Mandou Lúcifer trabalhar na sujeira dos banheiros sem prazo para promovê-lo a cão assessor da casa dos pecados. Depois, contratou, sem pagar, a um mentiroso para despistar os bem intencionados promovendo festas com o objetivo de tirar a atenção da realidade. Enforcou a mãe de Satanás e a jogou dentro de um caldeirão de cocada de coco transformando tudo em quebra queixo. Rodou a saia e caíram logo dez cães cheios de gangrena no campo de futebol onde estava havendo o jogo da Intriga contra a Inveja. Quando saiu o primeiro gol, os vulcões entraram em erupção. De um torcedor foi arrancado o braço que faltava nela para fazer implante. Deu certo o de um homem com coceira. Ela ficou usando amarrado para não sair se coçando à toa. Chegou à feira e baixou o pau naqueles que queriam pesar mil quilogramas por um quilo. Roubem o quanto puderem, porque aqui só tem vez quem rouba, mata e mente.

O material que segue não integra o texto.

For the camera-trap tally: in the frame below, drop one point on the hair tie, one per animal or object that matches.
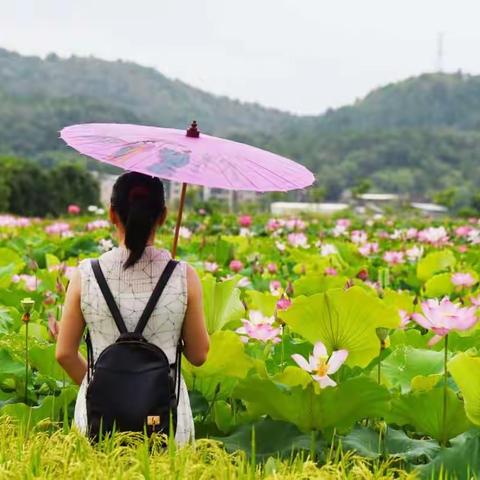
(137, 192)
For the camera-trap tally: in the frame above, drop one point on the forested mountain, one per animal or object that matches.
(418, 136)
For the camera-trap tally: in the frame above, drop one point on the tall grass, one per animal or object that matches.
(52, 453)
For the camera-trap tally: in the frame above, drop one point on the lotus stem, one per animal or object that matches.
(445, 381)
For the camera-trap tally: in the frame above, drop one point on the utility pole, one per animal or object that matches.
(440, 52)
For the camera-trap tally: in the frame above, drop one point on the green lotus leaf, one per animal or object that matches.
(11, 257)
(339, 407)
(9, 366)
(401, 300)
(461, 461)
(406, 363)
(226, 363)
(50, 407)
(264, 302)
(222, 302)
(424, 412)
(424, 383)
(43, 359)
(435, 262)
(316, 283)
(367, 443)
(465, 371)
(439, 285)
(342, 319)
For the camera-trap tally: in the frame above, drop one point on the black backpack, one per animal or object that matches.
(131, 386)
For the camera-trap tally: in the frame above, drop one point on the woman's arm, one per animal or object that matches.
(72, 325)
(194, 331)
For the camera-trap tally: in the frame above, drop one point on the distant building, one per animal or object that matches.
(283, 208)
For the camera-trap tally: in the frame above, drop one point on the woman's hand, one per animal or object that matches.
(71, 327)
(194, 331)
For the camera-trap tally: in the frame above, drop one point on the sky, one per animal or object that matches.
(302, 56)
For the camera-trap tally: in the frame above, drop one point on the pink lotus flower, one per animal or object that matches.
(31, 282)
(405, 318)
(283, 303)
(272, 268)
(368, 249)
(97, 224)
(394, 258)
(211, 267)
(58, 228)
(320, 366)
(295, 224)
(358, 237)
(275, 287)
(328, 249)
(463, 230)
(411, 233)
(236, 266)
(11, 221)
(259, 327)
(330, 271)
(73, 209)
(463, 280)
(443, 316)
(343, 222)
(297, 240)
(273, 224)
(436, 236)
(414, 253)
(245, 221)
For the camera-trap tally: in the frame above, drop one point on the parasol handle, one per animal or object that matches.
(179, 219)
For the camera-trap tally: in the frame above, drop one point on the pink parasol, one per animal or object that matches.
(187, 157)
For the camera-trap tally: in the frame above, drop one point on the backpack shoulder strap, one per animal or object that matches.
(107, 295)
(157, 291)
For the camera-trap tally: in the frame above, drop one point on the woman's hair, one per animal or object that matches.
(139, 200)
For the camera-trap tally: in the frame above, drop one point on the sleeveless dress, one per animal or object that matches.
(131, 289)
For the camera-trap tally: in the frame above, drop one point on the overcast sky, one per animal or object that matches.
(298, 55)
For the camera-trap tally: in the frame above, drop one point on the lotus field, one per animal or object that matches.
(328, 335)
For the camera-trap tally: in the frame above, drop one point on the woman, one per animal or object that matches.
(132, 271)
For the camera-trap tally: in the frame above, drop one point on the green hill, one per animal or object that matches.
(418, 136)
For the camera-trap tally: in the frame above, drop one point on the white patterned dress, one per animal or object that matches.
(131, 289)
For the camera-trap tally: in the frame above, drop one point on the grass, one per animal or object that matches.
(48, 453)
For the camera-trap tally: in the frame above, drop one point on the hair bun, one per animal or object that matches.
(138, 191)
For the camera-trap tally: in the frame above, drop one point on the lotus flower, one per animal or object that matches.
(57, 228)
(236, 266)
(73, 209)
(394, 258)
(97, 224)
(368, 249)
(31, 282)
(320, 365)
(443, 316)
(297, 240)
(330, 271)
(211, 267)
(414, 253)
(328, 249)
(105, 245)
(405, 318)
(245, 221)
(283, 303)
(275, 287)
(463, 280)
(359, 237)
(259, 327)
(435, 236)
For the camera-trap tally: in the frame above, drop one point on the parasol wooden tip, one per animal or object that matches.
(193, 131)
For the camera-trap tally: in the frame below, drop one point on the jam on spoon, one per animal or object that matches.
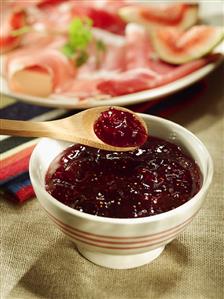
(155, 178)
(120, 128)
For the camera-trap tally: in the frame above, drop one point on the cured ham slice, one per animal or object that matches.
(49, 66)
(10, 21)
(127, 83)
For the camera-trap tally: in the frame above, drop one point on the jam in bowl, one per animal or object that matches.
(155, 178)
(173, 171)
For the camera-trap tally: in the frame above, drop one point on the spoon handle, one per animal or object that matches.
(26, 128)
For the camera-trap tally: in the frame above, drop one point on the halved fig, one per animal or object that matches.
(182, 16)
(177, 47)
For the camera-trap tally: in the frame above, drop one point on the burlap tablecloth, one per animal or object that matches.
(37, 261)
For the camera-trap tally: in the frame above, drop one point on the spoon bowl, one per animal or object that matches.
(77, 128)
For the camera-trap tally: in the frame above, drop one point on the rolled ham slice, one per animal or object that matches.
(40, 73)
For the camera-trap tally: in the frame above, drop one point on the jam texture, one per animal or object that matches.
(120, 128)
(155, 178)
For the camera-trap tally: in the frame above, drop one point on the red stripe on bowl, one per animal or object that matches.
(100, 238)
(157, 243)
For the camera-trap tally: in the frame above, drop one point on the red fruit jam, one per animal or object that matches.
(120, 128)
(155, 178)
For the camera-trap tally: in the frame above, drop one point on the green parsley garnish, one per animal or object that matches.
(79, 37)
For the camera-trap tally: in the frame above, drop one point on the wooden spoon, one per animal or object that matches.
(77, 128)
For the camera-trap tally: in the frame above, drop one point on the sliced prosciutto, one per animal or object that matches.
(10, 21)
(139, 81)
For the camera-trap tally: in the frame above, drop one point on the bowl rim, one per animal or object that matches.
(207, 179)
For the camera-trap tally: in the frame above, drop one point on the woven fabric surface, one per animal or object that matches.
(37, 261)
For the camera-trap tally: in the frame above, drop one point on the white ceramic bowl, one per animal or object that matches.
(122, 243)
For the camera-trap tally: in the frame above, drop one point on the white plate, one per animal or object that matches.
(208, 15)
(135, 98)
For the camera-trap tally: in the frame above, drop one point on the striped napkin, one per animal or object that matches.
(16, 151)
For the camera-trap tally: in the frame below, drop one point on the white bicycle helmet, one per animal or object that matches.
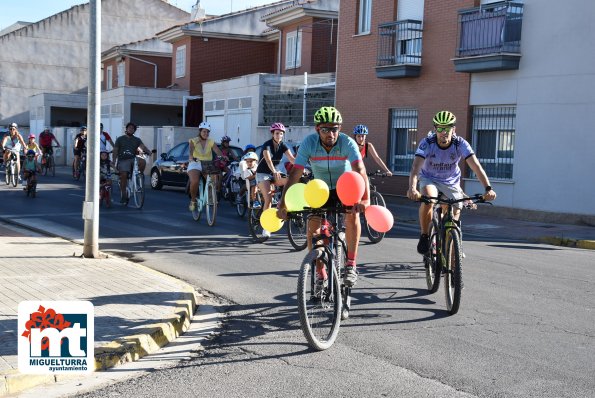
(250, 155)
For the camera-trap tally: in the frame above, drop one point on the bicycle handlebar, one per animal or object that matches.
(377, 173)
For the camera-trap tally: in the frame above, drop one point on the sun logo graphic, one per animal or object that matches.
(56, 337)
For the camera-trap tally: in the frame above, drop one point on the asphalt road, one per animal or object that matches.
(525, 327)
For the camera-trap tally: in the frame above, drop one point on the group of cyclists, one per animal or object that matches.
(329, 153)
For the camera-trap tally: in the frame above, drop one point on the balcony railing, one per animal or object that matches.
(491, 31)
(399, 49)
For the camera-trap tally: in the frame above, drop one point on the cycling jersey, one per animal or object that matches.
(103, 140)
(328, 166)
(127, 146)
(200, 153)
(442, 164)
(13, 142)
(276, 155)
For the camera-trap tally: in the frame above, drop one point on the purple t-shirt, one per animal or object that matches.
(442, 164)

Implantou a reunião semanal de maldades para que os aposentados fossem reciclados em golpes cibernéticos. Já chega de dar de comer aos inúteis, porque daqui vocês não tem para onde ir. E a nossa regeneração?, perguntou um que tinha sido condenado ainda menino quando roubar goiaba do vizinho era pecado, porém sua pergunta foi ignorada.
Houve grande modernização da forma de punir por lá. Aquele que tentasse ajudar ao próximo era chicoteado nas partes íntimas até ficar o rombo.
Quando tinha execução a praça se enchia de gente para ver novamente como era sofrer as dores da carne antes da morte. Lá é normal haver comitês que devolvem as dores para o cão sofrer até morrer novamente. Como eles adoram ver gente sofrendo, aqui e acolá há delação premiada. Quem delatar escapa de uma, assim todos apontam uns aos outros e assim vão se entretendo em fazer os outros sofrerem e sofrendo as incertezas de ser o próximo.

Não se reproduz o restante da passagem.